Thank you for your help in advance. I am trying to use the RandomUnderSampler() and fit_sample() methods from imblearn to balance a botnet dataset with two missing values. The dataset contains a label column for binary classification that uses 0 and 1 as values. I am using Azure ML designer where I created a Python Script Execute Module and handled the missing data using the mean(). There are no infinity values and the largest decimal value is 5,747.13 and the smallest value is 0.
**Dataset sample with few entries: **
Code Snippet:
def azureml_main(dataframe1 = None, dataframe2 = None):
# Handle Nan values
dataframe1.fillna(dataframe1.mean(), inplace=False)
# Execution logic goes here
rus = RandomUnderSampler(random_state=0)
X = dataframe1.drop(dataframe1[['label']], axis=1)

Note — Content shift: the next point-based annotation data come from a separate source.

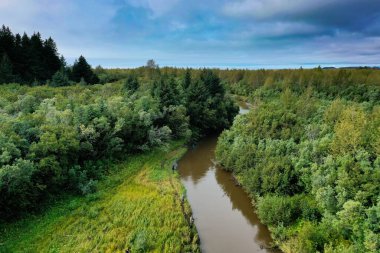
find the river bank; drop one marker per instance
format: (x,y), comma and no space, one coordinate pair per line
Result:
(224,216)
(137,206)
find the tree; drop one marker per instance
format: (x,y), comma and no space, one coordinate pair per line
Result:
(186,79)
(132,83)
(151,64)
(60,78)
(6,75)
(81,69)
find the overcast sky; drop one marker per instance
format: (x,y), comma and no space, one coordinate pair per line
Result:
(197,33)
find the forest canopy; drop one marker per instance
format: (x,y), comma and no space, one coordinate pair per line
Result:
(33,60)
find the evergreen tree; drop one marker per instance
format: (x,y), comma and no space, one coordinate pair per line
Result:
(60,78)
(6,75)
(52,61)
(81,69)
(187,79)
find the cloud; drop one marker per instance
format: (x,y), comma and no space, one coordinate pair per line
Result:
(193,33)
(157,8)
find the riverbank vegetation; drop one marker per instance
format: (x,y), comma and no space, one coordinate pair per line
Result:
(138,206)
(64,139)
(308,154)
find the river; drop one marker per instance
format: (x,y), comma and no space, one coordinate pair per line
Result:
(223,213)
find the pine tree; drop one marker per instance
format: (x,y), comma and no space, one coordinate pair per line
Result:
(131,83)
(186,79)
(60,78)
(81,69)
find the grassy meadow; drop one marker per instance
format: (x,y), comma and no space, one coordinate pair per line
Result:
(137,206)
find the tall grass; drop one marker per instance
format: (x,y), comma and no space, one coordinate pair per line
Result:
(137,207)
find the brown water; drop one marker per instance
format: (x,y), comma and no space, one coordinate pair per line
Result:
(223,213)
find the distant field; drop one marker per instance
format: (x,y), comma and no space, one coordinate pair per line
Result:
(137,207)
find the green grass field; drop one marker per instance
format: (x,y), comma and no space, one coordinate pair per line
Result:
(138,206)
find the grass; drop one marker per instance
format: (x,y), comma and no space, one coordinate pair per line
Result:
(138,206)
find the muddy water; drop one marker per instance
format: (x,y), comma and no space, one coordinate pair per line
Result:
(223,213)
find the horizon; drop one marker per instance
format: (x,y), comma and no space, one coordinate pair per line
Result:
(238,34)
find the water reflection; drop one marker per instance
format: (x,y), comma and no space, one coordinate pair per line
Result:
(223,213)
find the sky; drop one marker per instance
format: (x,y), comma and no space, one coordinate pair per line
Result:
(205,33)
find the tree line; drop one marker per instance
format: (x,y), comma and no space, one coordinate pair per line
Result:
(58,140)
(308,153)
(34,61)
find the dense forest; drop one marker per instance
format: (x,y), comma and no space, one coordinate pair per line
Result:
(308,154)
(34,61)
(62,139)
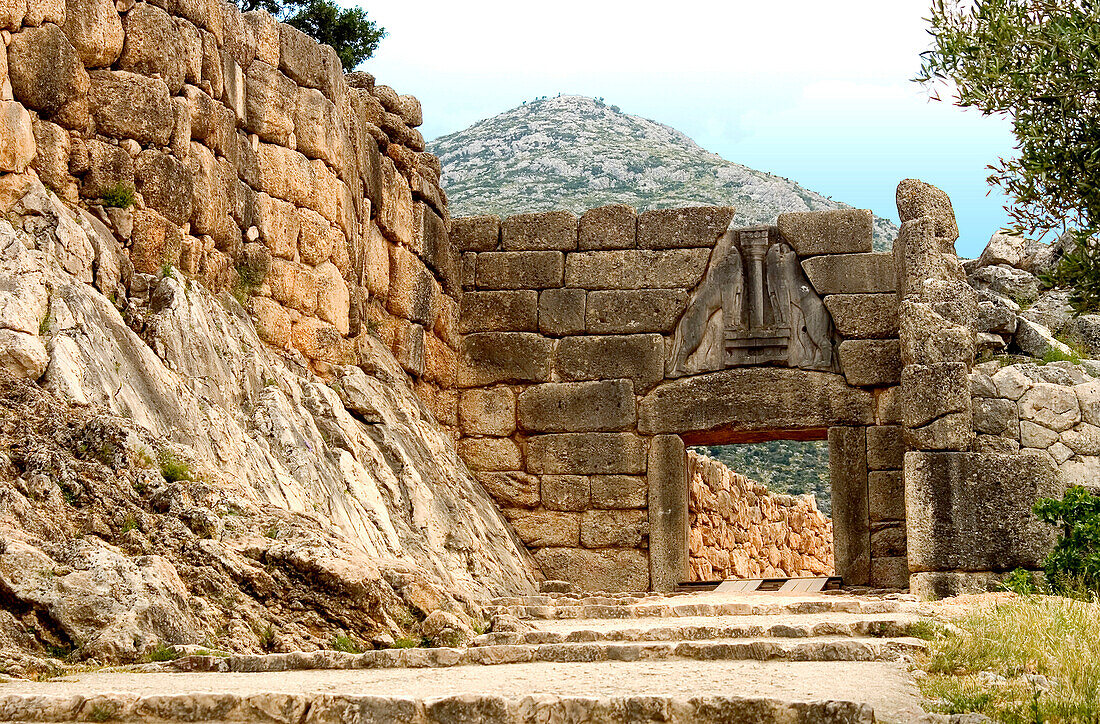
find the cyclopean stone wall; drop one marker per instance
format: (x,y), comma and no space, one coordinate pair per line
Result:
(594,348)
(738,529)
(257,166)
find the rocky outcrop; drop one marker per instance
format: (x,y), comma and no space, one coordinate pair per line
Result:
(738,529)
(173,480)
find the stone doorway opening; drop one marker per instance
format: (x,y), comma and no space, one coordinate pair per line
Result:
(756,509)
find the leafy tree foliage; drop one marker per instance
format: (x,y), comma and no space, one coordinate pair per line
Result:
(348,30)
(1035,62)
(1075,561)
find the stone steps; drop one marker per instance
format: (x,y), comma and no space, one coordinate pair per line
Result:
(322,709)
(756,649)
(892,627)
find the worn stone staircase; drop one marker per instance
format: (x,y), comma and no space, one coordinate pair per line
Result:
(550,658)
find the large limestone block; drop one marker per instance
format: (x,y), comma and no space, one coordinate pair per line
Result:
(618,492)
(153,45)
(567,492)
(578,406)
(512,489)
(934,391)
(870,362)
(487,412)
(638,358)
(45,72)
(1055,407)
(491,453)
(972,512)
(606,569)
(543,528)
(95,29)
(618,311)
(871,273)
(614,528)
(916,198)
(847,454)
(561,311)
(586,453)
(668,512)
(520,270)
(836,231)
(608,227)
(130,106)
(476,232)
(754,399)
(488,358)
(270,102)
(636,269)
(499,311)
(17,138)
(165,184)
(550,230)
(684,227)
(864,316)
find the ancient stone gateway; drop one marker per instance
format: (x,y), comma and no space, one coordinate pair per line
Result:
(596,349)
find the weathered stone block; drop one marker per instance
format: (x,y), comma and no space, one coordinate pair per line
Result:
(851,273)
(488,358)
(614,528)
(565,492)
(95,29)
(512,487)
(712,406)
(541,528)
(847,454)
(608,227)
(683,228)
(668,512)
(586,453)
(639,358)
(561,311)
(836,231)
(972,512)
(619,492)
(870,363)
(616,311)
(129,106)
(487,412)
(886,495)
(499,311)
(934,391)
(550,230)
(606,569)
(476,232)
(578,406)
(884,447)
(864,316)
(491,453)
(519,270)
(641,269)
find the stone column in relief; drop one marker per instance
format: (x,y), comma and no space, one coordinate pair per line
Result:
(851,538)
(668,512)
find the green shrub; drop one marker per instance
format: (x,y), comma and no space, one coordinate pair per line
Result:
(1075,560)
(121,196)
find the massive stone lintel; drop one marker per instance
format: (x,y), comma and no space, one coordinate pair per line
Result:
(755,306)
(721,405)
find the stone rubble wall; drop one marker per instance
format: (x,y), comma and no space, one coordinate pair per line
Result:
(569,420)
(259,166)
(738,529)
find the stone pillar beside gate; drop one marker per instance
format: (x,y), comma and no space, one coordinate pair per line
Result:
(595,349)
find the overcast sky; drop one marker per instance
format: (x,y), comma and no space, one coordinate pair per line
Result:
(816,91)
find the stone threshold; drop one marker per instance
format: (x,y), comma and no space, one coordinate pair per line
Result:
(759,649)
(318,709)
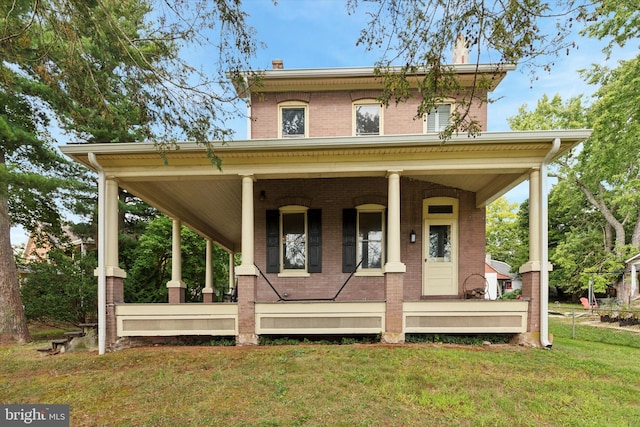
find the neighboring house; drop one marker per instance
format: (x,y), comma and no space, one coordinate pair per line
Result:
(35,250)
(500,279)
(628,290)
(351,218)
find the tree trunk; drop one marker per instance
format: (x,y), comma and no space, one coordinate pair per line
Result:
(13,324)
(620,240)
(635,238)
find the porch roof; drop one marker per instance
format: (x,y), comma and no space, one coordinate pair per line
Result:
(208,200)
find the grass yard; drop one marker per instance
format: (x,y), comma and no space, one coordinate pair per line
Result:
(578,383)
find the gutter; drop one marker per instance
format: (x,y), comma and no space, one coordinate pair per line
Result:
(544,246)
(102,277)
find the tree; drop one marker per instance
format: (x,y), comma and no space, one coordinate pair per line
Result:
(418,34)
(151,264)
(110,71)
(503,239)
(595,207)
(61,288)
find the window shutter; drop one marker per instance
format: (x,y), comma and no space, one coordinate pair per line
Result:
(315,240)
(273,241)
(349,220)
(444,112)
(438,118)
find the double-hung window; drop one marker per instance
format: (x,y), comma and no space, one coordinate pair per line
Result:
(294,241)
(367,118)
(363,239)
(293,120)
(437,119)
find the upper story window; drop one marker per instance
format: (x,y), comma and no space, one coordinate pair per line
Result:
(293,119)
(437,119)
(367,118)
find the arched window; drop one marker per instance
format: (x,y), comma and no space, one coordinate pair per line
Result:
(293,119)
(367,117)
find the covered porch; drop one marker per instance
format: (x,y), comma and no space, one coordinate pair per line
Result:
(221,206)
(322,318)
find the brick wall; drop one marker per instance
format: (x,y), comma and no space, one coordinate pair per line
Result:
(332,196)
(331,114)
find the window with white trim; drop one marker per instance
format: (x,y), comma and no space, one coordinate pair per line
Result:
(370,245)
(367,118)
(437,119)
(293,229)
(294,240)
(293,120)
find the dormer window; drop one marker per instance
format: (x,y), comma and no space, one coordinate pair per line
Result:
(438,118)
(293,121)
(367,118)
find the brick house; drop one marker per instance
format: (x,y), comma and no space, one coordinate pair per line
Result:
(351,218)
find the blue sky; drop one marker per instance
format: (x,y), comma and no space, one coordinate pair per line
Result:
(320,34)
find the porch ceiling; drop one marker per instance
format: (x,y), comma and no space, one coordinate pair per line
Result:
(208,200)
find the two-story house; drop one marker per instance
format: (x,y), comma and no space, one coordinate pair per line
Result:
(351,217)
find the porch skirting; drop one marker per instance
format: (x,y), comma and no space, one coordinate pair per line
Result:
(322,318)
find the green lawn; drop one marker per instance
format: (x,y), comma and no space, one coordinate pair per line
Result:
(576,383)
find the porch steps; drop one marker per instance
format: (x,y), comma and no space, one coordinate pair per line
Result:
(61,345)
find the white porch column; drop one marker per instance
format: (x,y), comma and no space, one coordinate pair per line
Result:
(111,230)
(232,274)
(534,221)
(394,263)
(394,269)
(247,267)
(207,292)
(247,272)
(176,285)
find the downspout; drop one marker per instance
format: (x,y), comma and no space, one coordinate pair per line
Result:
(102,278)
(544,246)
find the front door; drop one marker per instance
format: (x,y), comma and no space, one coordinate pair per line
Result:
(440,272)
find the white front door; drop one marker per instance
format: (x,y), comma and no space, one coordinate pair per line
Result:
(440,272)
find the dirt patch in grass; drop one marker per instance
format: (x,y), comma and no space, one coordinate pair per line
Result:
(319,385)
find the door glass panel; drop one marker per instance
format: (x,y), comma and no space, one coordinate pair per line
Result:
(370,239)
(440,243)
(293,241)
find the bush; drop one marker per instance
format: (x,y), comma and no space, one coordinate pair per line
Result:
(61,289)
(512,295)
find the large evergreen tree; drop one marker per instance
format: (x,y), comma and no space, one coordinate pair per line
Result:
(109,71)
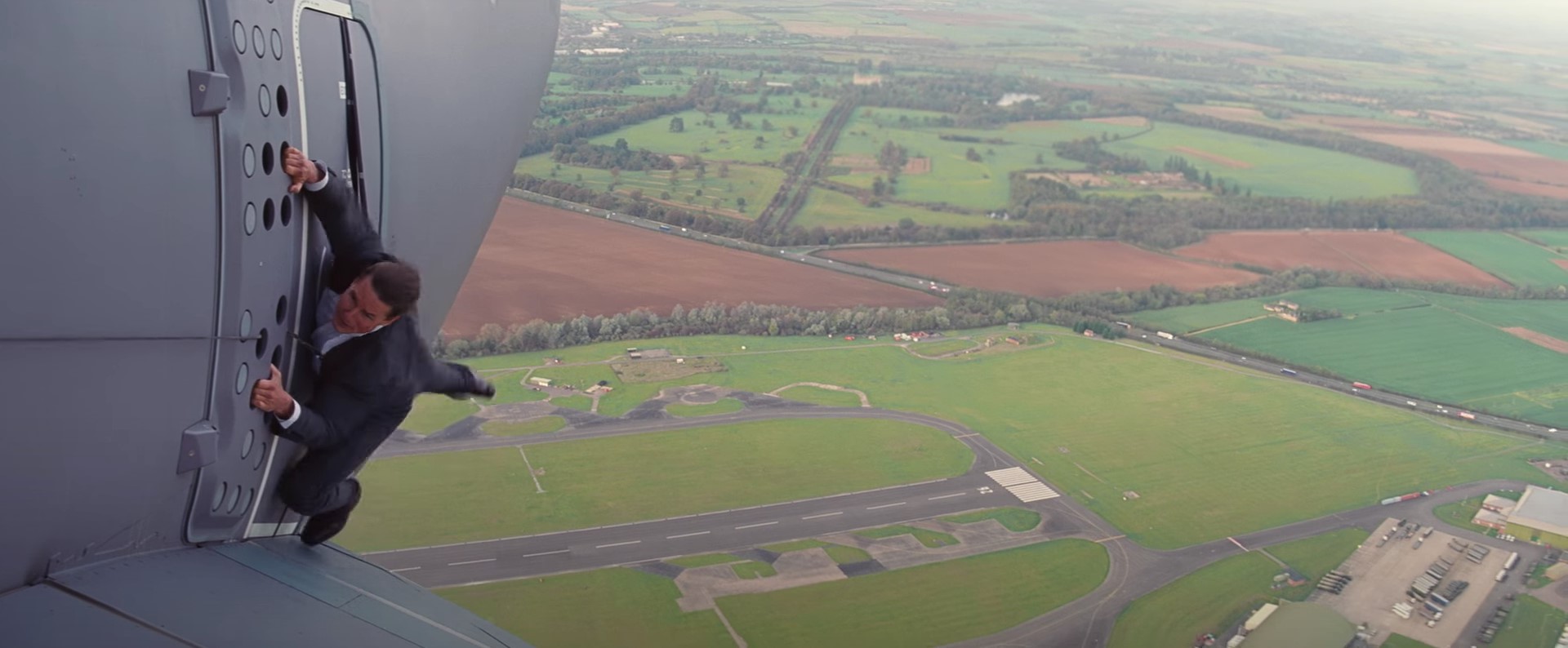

y = np.squeeze(dataframe1[['label']])
X_rus, y_rus = rus.fit_sample(X, y) # **line 32 with the ValueError**
**Error: **
---------- Start of error message from Python interpreter ----------
Got exception when invoking script at line 32 in function azureml_main: 'ValueError: Input contains NaN, infinity or a value too large for dtype('float64').'.
---------- End of error message from Python interpreter ----------
I used fillna to address the 2 missing values. I am not sure how to handle the large decimal values without affecting the current values.